É preciso lembrar: nenhum sentimento,
nenhuma emoção, nenhum impulso que possamos sentir é errado. Da inveja do
colega às fantasias sexuais mais impraticáveis, não é errado sentir ou pensar
coisa alguma. Afinal, como qualquer pessoa que já tentou meditar sabe, não
temos nenhum controle sobre o que sentimos ou pensamos. Nossa mente fica sempre
à deriva, à mercê de todo tipo de impulso ou emoção.
O problema não são esses pensamentos,
mas o que fazemos com eles. É isso que deveríamos ensinar às crianças: tudo bem
estar com raiva da irmãzinha, afinal, ela tomou seu brinquedo. Mas isso não
quer dizer que pode ir lá e bater nela. Tudo bem ter preguiça de ir para a
escola. Mas mesmo assim você tem que levantar e ir. Quando dois irmãos brigam e
os adultos pedem que eles se abracem e "façam as pazes", estão
cometendo, de certa forma, uma violência. Não é hora de as crianças se
abraçarem: elas estão com raiva! Isso pode acontecer depois, quando os ânimos
estiverem mais calmos.
Naquele estado tenso ou alterado,
pensamos que mandar um e-mail desaforado, colocar aquele comentário
desagradável no Facebook ou até mesmo comer um chocolate extra nos trará algum
alívio.
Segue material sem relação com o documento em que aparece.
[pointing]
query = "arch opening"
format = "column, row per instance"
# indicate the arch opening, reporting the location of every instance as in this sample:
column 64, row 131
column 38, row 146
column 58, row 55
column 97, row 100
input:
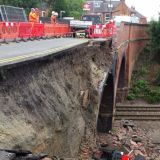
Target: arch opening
column 121, row 79
column 104, row 122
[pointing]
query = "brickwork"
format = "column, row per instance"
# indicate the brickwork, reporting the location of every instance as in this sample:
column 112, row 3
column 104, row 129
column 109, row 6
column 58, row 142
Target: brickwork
column 131, row 39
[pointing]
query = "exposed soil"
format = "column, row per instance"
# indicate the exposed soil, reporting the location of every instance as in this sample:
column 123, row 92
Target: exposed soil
column 51, row 106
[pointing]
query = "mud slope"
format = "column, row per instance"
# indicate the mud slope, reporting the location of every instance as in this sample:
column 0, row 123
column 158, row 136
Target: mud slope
column 49, row 106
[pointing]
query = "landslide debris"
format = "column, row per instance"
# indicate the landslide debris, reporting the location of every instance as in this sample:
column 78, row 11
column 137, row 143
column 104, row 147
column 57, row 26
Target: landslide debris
column 50, row 106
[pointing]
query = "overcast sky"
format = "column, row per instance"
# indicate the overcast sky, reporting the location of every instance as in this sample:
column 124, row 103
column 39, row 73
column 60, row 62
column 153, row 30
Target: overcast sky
column 148, row 8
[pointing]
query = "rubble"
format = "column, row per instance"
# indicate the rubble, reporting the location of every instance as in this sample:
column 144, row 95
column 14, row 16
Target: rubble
column 132, row 140
column 21, row 155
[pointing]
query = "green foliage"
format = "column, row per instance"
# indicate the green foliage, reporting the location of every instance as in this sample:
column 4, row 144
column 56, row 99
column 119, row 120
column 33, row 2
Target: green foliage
column 154, row 34
column 73, row 8
column 158, row 79
column 153, row 96
column 26, row 4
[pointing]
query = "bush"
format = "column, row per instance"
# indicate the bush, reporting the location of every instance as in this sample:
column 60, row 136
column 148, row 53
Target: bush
column 153, row 96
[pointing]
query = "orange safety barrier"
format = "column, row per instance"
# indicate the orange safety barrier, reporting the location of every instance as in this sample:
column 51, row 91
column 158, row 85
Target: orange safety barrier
column 25, row 30
column 9, row 31
column 111, row 29
column 49, row 30
column 57, row 30
column 37, row 30
column 65, row 29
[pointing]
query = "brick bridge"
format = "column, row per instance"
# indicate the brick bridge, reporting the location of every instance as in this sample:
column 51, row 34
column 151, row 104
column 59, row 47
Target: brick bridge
column 130, row 40
column 71, row 95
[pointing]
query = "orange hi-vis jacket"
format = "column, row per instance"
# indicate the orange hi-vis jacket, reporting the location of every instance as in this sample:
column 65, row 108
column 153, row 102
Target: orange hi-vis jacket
column 32, row 17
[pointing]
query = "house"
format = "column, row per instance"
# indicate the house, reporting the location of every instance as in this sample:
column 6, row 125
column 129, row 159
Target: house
column 109, row 8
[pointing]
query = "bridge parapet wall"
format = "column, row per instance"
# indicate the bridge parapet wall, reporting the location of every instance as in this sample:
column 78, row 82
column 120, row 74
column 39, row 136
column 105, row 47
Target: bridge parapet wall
column 131, row 39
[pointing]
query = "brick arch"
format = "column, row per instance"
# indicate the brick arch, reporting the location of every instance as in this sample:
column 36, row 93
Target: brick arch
column 121, row 78
column 122, row 73
column 104, row 122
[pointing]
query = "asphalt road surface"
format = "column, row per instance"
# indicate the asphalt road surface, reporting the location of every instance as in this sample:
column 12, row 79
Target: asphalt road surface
column 24, row 51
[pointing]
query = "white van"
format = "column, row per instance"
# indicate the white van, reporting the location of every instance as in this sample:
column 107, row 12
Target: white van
column 131, row 19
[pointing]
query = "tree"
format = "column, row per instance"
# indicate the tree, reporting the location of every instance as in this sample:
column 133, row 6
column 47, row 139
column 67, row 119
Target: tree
column 72, row 8
column 26, row 4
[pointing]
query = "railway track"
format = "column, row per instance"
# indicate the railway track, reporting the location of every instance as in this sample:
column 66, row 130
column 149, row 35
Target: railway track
column 137, row 112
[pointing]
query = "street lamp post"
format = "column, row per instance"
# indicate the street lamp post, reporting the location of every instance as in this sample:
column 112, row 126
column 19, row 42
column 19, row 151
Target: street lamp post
column 61, row 12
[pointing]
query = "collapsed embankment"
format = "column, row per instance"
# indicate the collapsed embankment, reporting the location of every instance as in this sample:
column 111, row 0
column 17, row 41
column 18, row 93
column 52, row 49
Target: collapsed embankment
column 50, row 106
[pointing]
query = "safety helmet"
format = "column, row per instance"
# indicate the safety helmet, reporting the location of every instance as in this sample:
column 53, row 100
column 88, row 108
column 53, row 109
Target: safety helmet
column 56, row 14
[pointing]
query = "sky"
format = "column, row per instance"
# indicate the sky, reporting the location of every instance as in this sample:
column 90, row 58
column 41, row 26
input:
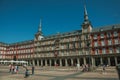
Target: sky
column 19, row 19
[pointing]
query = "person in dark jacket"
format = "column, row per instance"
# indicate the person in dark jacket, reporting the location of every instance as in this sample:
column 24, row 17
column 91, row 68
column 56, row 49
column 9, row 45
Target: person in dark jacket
column 33, row 68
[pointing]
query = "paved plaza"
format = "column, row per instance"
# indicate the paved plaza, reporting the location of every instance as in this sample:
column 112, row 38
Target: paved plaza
column 59, row 74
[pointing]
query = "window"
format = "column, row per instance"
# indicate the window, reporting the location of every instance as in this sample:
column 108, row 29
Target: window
column 109, row 42
column 115, row 33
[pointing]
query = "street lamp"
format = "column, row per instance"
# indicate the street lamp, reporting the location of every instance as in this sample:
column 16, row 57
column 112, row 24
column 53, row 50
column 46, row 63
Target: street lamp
column 88, row 45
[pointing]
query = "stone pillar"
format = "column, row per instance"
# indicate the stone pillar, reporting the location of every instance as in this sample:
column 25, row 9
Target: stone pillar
column 78, row 61
column 116, row 61
column 109, row 61
column 60, row 62
column 72, row 61
column 84, row 58
column 37, row 62
column 93, row 61
column 33, row 62
column 46, row 62
column 55, row 62
column 41, row 62
column 101, row 60
column 66, row 63
column 50, row 62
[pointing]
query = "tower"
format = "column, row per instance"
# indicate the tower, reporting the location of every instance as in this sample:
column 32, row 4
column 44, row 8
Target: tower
column 86, row 25
column 39, row 35
column 86, row 29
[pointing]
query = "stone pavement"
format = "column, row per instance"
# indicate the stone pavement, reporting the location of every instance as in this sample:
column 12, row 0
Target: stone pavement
column 58, row 75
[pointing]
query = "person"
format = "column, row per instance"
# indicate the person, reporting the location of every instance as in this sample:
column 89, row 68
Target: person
column 17, row 68
column 33, row 68
column 10, row 68
column 26, row 73
column 78, row 66
column 103, row 69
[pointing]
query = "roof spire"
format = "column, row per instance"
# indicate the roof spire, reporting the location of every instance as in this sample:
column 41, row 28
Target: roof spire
column 40, row 26
column 85, row 13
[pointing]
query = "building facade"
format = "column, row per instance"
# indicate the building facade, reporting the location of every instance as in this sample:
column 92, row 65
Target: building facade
column 89, row 45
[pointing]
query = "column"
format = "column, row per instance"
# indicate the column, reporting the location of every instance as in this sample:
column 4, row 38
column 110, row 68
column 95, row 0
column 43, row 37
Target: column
column 109, row 61
column 66, row 63
column 60, row 62
column 55, row 62
column 116, row 61
column 101, row 60
column 72, row 62
column 78, row 61
column 41, row 62
column 50, row 62
column 84, row 58
column 46, row 62
column 93, row 61
column 37, row 62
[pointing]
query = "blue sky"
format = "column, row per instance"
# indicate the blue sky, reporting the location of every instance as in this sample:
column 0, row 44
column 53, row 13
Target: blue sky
column 19, row 19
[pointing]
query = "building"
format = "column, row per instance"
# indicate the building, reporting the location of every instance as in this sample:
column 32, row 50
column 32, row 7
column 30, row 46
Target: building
column 90, row 45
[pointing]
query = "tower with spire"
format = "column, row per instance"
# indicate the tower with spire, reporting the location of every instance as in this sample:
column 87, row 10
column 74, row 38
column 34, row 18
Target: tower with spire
column 86, row 25
column 86, row 29
column 39, row 35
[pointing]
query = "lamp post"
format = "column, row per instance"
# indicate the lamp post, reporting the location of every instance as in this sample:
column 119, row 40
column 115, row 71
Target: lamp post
column 88, row 45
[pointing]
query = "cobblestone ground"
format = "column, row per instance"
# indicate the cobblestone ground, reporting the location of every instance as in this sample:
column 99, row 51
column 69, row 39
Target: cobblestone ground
column 58, row 74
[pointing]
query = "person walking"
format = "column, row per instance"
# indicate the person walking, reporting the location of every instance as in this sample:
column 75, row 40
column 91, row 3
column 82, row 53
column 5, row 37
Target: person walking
column 104, row 69
column 26, row 73
column 33, row 68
É aí que devemos nos perguntar: eu irei de fato me sentir melhor quando
isso acabar? Podemos fazer um experimento e tentar interromper a reação em
cadeia da raiva ou da ansiedade; não precisamos culpar outra pessoa, nem
precisamos culpar a nós mesmos.
A sombra é parte de nós, o resultado de
nossas feridas. Mas ela não nos define, assim como uma dor de dente ou uma
coceira na perna não nos define. Quando passarmos a não nos julgar com tanta
severidade, poderemos aos poucos reconhecer nossos demônios, sejam eles verdes
como o Hulk, murchos como o medo ou famintos como a inveja. Nossa tarefa, em relação à sombra, é
tirá-la do porão fétido em que se esconde e incorporá-la ao nosso self. É o que
se chama, na psicologia analítica, de "integração": voltar a ser uma
pessoa inteira, não mais dissociada, não mais dividida. No budismo, é o
equivalente ao despertar: o momento em que a ilusão do ego não mais nos
confunde, e podemos ver as coisas como elas são, sem véus, para além da
dualidade.
Podemos encarar nossos demônios como professores, que estão em nosso
caminho para mostrar onde precisamos melhorar. Assim como a fome aponta que se
deve comer e a dor, que há algo errado no corpo, as emoções negativas servem de
alerta para as questões que nos afetam de maneira mais profunda. Se passarmos a
enxergar nossos impulsos inconfessáveis como professores - Jung os chamava de
"sparring", o parceiro do treino de boxe -, poderemos transcendê-los
e aí, e só aí, eles perderão força. Ficarão menos assustadores, menos
asquerosos. E abrir aquele porão cheio de demônios ficará cada vez mais fácil.